It is important not to overestimate the power or influence a coach has over his players or the game of basketball. A prime example of this came when the Melbourne Tigers played Georgetown University during a tour of the United States.
Georgetown had never lost a pre-season exhibition game on its home court. Yet the Tigers, after recovering from a large deficit, were within two points with possession and just four seconds left to play. We called a time-out to decide whether we would try for a two-point shot to send the game into overtime or a three-point shot to steal the victory. Knowing we did not have much chance of beating one of the top-ranked US college teams in overtime, it was not a difficult decision to go for a three-pointer.
We decided to run a play we practiced virtually every day with Andrew Gaze and Paul Stanley our first and second options to take the shot. It is difficult to describe the emotions as we were on the fringe of a historic result, but the noise of the fans was deafening and it became clear that players’ ability under stress to respond to instructions can be impaired. Despite the fact we drilled out-of-bounds plays regularly, the only player in the correct position when the ball was ready to be put in play was the player out-of-bounds.

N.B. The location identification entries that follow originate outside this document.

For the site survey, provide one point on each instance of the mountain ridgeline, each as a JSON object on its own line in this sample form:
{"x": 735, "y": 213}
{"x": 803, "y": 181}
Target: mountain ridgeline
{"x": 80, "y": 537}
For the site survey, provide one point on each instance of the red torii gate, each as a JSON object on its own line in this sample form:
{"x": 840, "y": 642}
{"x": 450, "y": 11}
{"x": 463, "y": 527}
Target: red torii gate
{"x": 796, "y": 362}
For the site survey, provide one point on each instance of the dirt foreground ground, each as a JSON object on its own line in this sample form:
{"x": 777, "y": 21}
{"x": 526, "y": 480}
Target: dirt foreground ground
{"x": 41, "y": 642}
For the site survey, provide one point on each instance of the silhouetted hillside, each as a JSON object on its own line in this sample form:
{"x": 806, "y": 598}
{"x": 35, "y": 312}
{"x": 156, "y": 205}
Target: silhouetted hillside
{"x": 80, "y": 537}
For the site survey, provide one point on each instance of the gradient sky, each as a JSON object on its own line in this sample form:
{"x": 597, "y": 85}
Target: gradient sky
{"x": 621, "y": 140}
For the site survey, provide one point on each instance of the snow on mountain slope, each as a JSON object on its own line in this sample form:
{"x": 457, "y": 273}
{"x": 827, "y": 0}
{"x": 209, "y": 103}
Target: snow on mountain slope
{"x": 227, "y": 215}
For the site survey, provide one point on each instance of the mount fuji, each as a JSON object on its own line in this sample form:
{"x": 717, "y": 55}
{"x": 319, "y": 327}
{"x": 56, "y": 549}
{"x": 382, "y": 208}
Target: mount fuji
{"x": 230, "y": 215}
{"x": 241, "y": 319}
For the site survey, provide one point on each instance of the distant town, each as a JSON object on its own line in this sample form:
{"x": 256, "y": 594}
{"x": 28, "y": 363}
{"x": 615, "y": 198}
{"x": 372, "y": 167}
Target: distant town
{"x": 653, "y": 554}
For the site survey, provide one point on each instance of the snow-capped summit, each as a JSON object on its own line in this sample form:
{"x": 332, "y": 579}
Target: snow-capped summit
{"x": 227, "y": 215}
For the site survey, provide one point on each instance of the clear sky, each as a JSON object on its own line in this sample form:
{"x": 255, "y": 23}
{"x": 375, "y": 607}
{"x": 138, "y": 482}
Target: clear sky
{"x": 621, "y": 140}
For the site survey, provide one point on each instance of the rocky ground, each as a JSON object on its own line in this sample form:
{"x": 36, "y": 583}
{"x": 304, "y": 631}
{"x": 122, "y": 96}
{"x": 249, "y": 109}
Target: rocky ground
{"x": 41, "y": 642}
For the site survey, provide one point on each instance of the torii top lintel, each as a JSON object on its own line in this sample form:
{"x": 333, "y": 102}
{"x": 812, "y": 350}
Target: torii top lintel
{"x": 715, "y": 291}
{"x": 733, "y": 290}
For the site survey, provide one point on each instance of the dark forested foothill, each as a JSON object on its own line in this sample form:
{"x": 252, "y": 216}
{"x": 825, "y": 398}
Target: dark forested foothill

Fortunately, Georgetown coach John Thompson called a time-out just before the ball was handed to our player on the sideline midway between the centre and baseline. As the players assembled for more instructions they apologised for their mistakes and, in a calmer way, prepared to assume their correct positions.

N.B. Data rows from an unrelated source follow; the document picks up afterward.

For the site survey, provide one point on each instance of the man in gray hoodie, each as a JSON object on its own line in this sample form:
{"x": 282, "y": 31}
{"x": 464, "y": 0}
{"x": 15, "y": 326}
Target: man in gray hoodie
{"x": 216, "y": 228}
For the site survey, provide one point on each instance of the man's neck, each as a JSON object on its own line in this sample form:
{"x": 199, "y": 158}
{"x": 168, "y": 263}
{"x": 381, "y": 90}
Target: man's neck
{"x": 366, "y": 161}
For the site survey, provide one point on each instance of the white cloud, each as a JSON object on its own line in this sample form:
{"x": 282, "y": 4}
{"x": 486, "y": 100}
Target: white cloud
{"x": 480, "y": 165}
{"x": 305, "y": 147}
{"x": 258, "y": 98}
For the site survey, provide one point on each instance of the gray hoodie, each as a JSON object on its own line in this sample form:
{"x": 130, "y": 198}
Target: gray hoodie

John Thompson did what most college coaches do in similar situations. He observed the set we were aiming for and prepared to counter it during his time-out. However we had already made our corrected adjustment. After a screen and a cut, the ball was to go to Andrew Gaze. If he was not free Paul Stanley was to flare to the wing for a pass and a perimeter shot. It was almost farcical as, instead of flaring to the wing, Paul Stanley cut toward Andrew Gaze, his defender crashed into Andrew Gaze’s defender, allowing him to get free for the three-pointer. The ball hit nothing but net to produce a most unlikely one-point victory for the Tigers.
Many of the fans may have believed we had a well-prepared and skilful team with the composure to cope in a hostile environment under pressure. We were a well-drilled team with talented players, but even at the elite level the best players find it difficult to receive instructions when under stress. Coaches need to understand this as well.

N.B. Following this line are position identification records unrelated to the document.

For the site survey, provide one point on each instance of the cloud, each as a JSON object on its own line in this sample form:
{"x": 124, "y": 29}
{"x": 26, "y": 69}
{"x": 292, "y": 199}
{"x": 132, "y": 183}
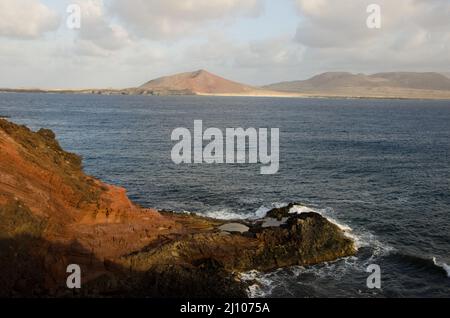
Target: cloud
{"x": 172, "y": 19}
{"x": 26, "y": 19}
{"x": 97, "y": 33}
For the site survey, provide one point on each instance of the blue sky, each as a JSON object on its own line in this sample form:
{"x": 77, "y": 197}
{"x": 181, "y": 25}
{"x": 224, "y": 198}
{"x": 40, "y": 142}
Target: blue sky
{"x": 124, "y": 43}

The role of the coach in modern basketball, as it is with all sports, has changed significantly from the time when one person was in charge of all aspects of the game.
While this might still be the case at the junior level for some clubs, it is now common to have a coaching staff that includes assistant coaches, specialist coaches, advisors, mentors and access to sports scientists in medical, physiotherapy, psychology, strength and conditioning, diet and personalised training. These services are not necessarily confined to the top professional level, but are common through the developmental levels of the sport, albeit that many of the services may be provided in an honorary capacity.
The coach is the person who instructs members of an organisation in the techniques and methods of participation. He has to be an expert in the sport, master strategist, a public relations man, salesman, recruiter, counsellor, father figure and motivator. What is the coach actually trying to achieve? He is trying to achieve enjoyment, knowledge, improved performance, success, education and self-actualisation.
Every coach will place different priorities on these aims and philosophies will vary, but the bottom line for a coach is he must be prepared to teach the game and do his best for his players.